The remainder of this paper is organized as follows: Our proposed method is explained in Sect. 2. Section 3 provides detailed information about the experimental setup used in this study. In Sect. 4, suggested Convolutional Neural Network architecture is presented. The obtained result from the proposed method is given in Sect. 5. Section 6 concludes the paper.

2 Proposed method

Researchers have traditionally studied waves with an instrument known as a ripple tank (Kuwabara et al., 1986). A ripple tank produces waves when a vibrating object disturbs the water surface. These waves then propagate outward, generating ripple patterns that can be observed. Observing ripples generated in a ripple tank can offer qualitative insights into how light refracts as it passes through water. The peaks (crests) of waves represent regions where the water surface is elevated. As light interacts with these elevated regions, it undergoes refraction, bending towards the normal. This bending effect is like the converging effect of a convex lens in optics. Conversely, the troughs of waves represent regions where the water surface is lowered. Light interacting with these areas also undergoes refraction but in the opposite direction, bending away from the normal. This is similar to the diverging effect of a concave lens in optics.

In summary, the peaks and troughs of waves in a ripple tank mimic the basic principles of lens behavior. This lensing effect is a result of the refraction of light as it interacts with the varied topography of the water surface created by the ripples in the ripple tank. Instead of using water in this research, we used a ripple tank filled with mineral oil. While water exhibits absorption characteristics in the THz band, the refractive index of mineral oil is more suitable for creating lensing effects at the working frequency.

A caustic lens refers to the optical phenomenon that occurs when light is refracted or reflected by a surface with varying curvature or refractive properties. This phenomenon leads to the formation of concentrated patterns of light intensity known as caustics. The dynamic ripples in the tank act as a caustic lens, influencing the trajectory and characteristics of the THz waves as they traverse the oil surface. CS with random sampling masks finds applications in scenarios where acquiring a full set of measurements is impractical or costly. In this work, the caustic lens effect generated with a mechanical arm is used as a random sampling matrix.

The inherent sparsity of signals in the THz bands allows the utilization of solutions based on Compressive Sensing (Sarieddeen et al., 2021). Proposed CS imaging setup is shown in Fig. 1. This imaging assembly consists of a THz transmitter and receiver structure, a target, a ripple tank with electronically controlled mechanical arm, a collimating lens and a focusing lens.

Fig. 1
figure 1

Proposed CS Imaging Setup consists of a THz transmitter and receiver structure, a target, a ripple tank with electronically controlled mechanical arm, a collimating lens and a focusing lens

The measurement process in CS involves acquiring a reduced set of linear measurements y of the signal x with optimization procedure explained in Donoho (2006). Mathematically, this can be summarized as (Chan et al., 2008b):

$$y= M*x$$

where x is the original signal vector of length n; y is the measurement vector of length m, where m < n (n is the original signal length). M is a random sampling matrix of size m\(\times \)n.
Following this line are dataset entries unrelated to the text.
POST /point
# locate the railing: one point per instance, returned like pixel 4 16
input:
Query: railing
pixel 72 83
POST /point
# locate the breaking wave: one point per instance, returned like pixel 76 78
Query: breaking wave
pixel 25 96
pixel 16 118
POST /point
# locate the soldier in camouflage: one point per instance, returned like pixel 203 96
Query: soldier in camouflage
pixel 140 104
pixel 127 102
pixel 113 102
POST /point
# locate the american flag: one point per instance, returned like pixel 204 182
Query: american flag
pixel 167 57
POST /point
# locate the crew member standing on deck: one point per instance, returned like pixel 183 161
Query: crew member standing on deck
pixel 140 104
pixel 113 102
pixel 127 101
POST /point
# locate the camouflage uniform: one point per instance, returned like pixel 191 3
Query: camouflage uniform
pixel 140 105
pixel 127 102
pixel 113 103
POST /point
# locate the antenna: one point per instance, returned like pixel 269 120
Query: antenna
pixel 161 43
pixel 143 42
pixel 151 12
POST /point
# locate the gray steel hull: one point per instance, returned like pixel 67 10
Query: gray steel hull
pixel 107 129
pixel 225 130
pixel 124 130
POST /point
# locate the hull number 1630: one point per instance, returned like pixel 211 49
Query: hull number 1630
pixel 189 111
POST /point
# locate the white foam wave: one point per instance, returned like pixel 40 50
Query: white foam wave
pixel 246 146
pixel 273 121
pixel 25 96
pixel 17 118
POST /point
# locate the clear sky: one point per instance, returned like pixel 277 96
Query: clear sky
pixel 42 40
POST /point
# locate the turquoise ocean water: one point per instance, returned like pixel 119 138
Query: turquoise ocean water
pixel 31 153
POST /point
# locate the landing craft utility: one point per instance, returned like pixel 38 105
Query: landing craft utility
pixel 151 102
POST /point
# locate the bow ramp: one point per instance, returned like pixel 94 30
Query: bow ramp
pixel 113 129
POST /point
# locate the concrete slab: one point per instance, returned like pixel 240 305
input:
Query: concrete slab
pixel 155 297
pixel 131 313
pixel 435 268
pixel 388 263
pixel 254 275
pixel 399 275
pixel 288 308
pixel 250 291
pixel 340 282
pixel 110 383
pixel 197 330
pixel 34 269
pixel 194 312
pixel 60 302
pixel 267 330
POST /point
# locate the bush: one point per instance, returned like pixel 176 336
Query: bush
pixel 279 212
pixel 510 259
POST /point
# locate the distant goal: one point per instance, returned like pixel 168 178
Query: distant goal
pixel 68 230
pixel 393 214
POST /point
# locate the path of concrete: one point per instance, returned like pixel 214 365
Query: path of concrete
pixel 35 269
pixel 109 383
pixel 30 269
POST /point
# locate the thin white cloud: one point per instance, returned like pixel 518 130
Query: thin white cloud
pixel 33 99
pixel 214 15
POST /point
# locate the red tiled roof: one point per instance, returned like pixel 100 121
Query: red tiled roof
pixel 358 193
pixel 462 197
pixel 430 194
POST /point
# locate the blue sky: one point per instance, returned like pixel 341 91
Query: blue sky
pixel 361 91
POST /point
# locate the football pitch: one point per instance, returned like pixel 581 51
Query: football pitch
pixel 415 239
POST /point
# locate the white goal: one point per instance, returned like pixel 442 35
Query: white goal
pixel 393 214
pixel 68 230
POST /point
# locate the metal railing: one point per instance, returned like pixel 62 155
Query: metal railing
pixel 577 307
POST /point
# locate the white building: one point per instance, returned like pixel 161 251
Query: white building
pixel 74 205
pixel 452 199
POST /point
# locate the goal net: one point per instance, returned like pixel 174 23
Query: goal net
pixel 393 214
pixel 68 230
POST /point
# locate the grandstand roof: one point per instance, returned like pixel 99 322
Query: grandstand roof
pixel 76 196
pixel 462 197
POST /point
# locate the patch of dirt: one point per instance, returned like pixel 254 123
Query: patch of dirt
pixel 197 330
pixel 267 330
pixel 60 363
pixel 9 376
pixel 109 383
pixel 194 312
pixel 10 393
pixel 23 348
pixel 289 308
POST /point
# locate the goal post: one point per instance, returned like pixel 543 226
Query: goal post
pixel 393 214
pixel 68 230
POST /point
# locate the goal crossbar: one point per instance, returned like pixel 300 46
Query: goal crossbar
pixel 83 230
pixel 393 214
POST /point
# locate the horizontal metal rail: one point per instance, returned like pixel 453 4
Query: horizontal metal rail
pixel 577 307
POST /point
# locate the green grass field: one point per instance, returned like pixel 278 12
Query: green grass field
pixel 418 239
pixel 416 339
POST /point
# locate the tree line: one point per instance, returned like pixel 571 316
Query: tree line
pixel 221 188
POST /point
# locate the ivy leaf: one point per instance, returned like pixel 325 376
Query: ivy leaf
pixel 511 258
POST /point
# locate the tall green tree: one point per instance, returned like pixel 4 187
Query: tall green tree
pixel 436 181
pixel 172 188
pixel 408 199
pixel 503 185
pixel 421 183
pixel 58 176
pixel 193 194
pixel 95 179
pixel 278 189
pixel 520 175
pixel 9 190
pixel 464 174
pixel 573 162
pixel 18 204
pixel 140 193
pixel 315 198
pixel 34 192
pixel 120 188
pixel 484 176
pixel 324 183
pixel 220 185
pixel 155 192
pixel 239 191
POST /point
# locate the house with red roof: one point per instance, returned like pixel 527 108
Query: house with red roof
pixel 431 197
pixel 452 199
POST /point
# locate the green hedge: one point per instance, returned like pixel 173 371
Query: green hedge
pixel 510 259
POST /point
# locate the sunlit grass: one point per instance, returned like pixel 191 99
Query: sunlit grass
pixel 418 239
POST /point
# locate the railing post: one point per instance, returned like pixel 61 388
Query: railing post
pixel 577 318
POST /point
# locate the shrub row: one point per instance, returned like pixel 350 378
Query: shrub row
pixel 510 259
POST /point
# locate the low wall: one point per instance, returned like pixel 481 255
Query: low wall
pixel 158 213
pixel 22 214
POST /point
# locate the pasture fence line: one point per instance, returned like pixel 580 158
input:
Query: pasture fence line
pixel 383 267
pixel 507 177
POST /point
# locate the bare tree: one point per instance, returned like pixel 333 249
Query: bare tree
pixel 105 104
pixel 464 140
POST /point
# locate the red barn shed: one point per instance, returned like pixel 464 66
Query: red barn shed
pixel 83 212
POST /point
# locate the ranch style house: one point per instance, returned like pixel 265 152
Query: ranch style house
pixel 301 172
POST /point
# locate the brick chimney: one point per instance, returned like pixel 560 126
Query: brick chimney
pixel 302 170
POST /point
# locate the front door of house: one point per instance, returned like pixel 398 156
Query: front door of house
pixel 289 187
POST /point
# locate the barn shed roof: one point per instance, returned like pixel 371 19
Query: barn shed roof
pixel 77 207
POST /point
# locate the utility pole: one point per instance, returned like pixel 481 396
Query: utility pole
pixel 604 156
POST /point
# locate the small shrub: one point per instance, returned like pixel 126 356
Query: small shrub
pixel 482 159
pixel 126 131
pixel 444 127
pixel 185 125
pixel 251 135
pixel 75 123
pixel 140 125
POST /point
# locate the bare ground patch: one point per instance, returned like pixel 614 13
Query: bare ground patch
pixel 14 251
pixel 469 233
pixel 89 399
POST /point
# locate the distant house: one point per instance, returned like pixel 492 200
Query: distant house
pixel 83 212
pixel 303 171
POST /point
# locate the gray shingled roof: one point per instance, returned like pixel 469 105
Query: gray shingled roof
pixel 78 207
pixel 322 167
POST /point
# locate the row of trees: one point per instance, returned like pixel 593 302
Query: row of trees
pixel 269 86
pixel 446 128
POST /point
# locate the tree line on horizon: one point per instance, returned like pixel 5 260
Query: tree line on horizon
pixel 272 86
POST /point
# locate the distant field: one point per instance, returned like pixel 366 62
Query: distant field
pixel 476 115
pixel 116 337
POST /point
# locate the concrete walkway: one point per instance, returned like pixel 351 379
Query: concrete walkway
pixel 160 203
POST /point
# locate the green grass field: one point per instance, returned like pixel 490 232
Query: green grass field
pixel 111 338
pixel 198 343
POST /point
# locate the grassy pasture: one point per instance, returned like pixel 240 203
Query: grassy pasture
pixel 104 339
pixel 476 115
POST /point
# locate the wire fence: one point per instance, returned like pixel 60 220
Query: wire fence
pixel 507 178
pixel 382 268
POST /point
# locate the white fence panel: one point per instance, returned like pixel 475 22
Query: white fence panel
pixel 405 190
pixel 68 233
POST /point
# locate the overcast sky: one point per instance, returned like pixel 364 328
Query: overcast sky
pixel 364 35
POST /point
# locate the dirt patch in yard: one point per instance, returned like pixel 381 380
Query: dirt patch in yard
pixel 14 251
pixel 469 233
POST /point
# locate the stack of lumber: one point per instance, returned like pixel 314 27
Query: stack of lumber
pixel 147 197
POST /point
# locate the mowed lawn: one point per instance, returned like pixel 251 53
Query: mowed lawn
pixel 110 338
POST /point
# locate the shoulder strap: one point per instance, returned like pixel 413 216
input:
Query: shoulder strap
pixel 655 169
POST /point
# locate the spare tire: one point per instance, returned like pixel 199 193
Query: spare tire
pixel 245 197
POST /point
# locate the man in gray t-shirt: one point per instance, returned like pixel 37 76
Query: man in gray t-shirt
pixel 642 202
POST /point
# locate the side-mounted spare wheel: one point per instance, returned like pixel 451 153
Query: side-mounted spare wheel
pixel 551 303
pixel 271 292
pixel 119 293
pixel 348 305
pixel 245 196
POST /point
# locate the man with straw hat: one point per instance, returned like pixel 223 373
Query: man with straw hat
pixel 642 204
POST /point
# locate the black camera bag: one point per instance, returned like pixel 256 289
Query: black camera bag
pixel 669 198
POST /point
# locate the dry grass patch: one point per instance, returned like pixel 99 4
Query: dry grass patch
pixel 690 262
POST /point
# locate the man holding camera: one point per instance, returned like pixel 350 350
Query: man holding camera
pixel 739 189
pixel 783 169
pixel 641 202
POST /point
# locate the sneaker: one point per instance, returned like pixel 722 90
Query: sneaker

The choice of the random sampling mask has a significant impact on the performance of CS. The non-uniformity introduced by the caustic lens mask enhances the sparsity of signals reaching the receiver of the setup. The sparsity of the signal is a critical concept in CS, implying that the only specific regions of the signal actively contribute to the measurements. This enables CS to focus on the essential, non-zero components of the signal.

After acquiring signals from the receiver of the setup, they are converted into scalograms, using the Continuous Wavelet Transform. RGB image generation from scalograms is achieved by mapping the CWT coefficients onto color channels. The resulting images are then fed into a CNN for classification of different shaped targets.

The Continuous Wavelet Transform (CWT) is used for a multi-resolution analysis of the signal. The CWT can capture both frequency and time-domain information, making it a suitable technique for converting signals into images (Rhif et al., 2019). This approach is commonly used in signal processing applications where one-dimensional signals need to be analyzed using image processing techniques.

The CWT computes the inner product between the input signal and the wavelets that are scaled and translated to different positions and scales (Mallat, 1999). This process creates a two-dimensional representation called a scalogram, which shows the strength (magnitude) of the signal at different time–frequency locations. The following equation describes CWT:

$$W\left(a,b\right)=\frac{1}{\sqrt{a}}\int \psi (\frac{t-b}{a})x(t)dt$$

where W is the wavelet transformation of input signal, a is the scaling factor, b is the time shift factor, Ψ is the mother wavelet function and x(t) is the input signal.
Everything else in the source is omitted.